Denise Copeland bubbled with laughter during her doctor’s visit this month. A banner in the exam room commemorated her 100th birthday, and she recited ailments over the years that were successfully treated at Como Clinic.
“I have been here so many times,” the Roseville resident recalled. Indeed, she has been a patient at this medical office building in St. Paul for decades.
Como Clinic served as the launch pad in 1957 for the then-controversial Group Health, an organization that was like just a few others across the country in forging a new model for health care by combining primary care with health insurance.
Eventually, it formed the basis for what’s now HealthPartners, the Bloomington-based nonprofit that’s on the verge of creating a new home for its founding clinic.
HealthPartners disclosed in a January filing with bondholders that it plans to spend about $80 million to build a new Como Clinic on land it purchased in 2016 just across the street from the existing building.

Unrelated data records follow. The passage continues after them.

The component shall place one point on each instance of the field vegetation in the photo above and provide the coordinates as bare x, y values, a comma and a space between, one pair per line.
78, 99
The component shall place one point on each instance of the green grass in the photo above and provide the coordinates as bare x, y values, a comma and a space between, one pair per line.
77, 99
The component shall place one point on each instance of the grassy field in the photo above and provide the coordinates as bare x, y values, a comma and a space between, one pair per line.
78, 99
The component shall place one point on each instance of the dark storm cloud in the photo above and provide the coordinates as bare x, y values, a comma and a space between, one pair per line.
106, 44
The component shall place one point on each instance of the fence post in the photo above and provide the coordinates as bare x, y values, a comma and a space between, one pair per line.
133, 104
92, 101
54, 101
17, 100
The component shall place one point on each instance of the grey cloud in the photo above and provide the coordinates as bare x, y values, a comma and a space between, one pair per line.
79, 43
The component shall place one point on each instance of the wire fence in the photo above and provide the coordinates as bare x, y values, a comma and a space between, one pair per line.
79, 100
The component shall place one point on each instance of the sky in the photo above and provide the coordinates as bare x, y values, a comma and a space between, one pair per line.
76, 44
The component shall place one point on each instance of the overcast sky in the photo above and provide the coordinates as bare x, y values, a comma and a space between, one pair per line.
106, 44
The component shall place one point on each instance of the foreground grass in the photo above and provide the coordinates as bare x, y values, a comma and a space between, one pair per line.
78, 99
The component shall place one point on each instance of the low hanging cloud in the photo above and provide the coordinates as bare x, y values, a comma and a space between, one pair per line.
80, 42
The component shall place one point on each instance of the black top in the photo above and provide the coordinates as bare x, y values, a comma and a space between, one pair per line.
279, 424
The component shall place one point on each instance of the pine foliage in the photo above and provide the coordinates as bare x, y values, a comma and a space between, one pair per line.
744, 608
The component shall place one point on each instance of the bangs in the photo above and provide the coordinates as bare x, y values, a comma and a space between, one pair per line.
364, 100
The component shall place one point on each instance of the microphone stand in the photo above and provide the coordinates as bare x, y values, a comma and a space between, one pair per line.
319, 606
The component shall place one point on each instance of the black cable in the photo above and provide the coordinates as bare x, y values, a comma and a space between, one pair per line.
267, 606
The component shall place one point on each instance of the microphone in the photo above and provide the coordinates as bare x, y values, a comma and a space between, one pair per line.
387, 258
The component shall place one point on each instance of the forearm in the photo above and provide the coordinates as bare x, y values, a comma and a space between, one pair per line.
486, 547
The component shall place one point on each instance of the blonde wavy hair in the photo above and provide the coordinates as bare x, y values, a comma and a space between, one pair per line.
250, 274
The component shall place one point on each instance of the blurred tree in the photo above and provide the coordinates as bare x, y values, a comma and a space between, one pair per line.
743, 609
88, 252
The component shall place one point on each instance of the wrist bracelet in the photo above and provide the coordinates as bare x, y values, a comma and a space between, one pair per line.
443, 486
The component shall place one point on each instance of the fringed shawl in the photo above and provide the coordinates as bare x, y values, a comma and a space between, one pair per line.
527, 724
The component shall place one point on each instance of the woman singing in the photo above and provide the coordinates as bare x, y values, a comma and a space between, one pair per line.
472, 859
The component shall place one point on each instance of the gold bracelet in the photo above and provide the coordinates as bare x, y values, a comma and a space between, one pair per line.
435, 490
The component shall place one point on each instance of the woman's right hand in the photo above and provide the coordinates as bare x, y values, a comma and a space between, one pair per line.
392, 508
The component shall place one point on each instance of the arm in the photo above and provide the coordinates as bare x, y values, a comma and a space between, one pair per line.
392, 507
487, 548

The facility would continue offering services ranging from primary care and pediatrics to dentistry and cardiology, but also might have new options for imaging services and orthopedic care. Planning started in November, and the opening is expected during the second half of 2026. Change is needed to better care for patients who are clamoring for more access to appointments, HealthPartners says.
Back in the 1950s, Como Clinic literally brought under one roof a medical group and a health insurance company for pre-paid medical care. This dual purpose — health plan coverage as well as employed physicians providing patient care — remains a hallmark of HealthPartners, which is now Minnesota’s second largest nonprofit group.
“This clinic and this location, being both clinic and plan together at the outset — we’ve outgrown it years ago, but we have never outgrown the notion that we want to be located in and with community,” said Andrea Walsh, the health system’s chief executive, in an interview.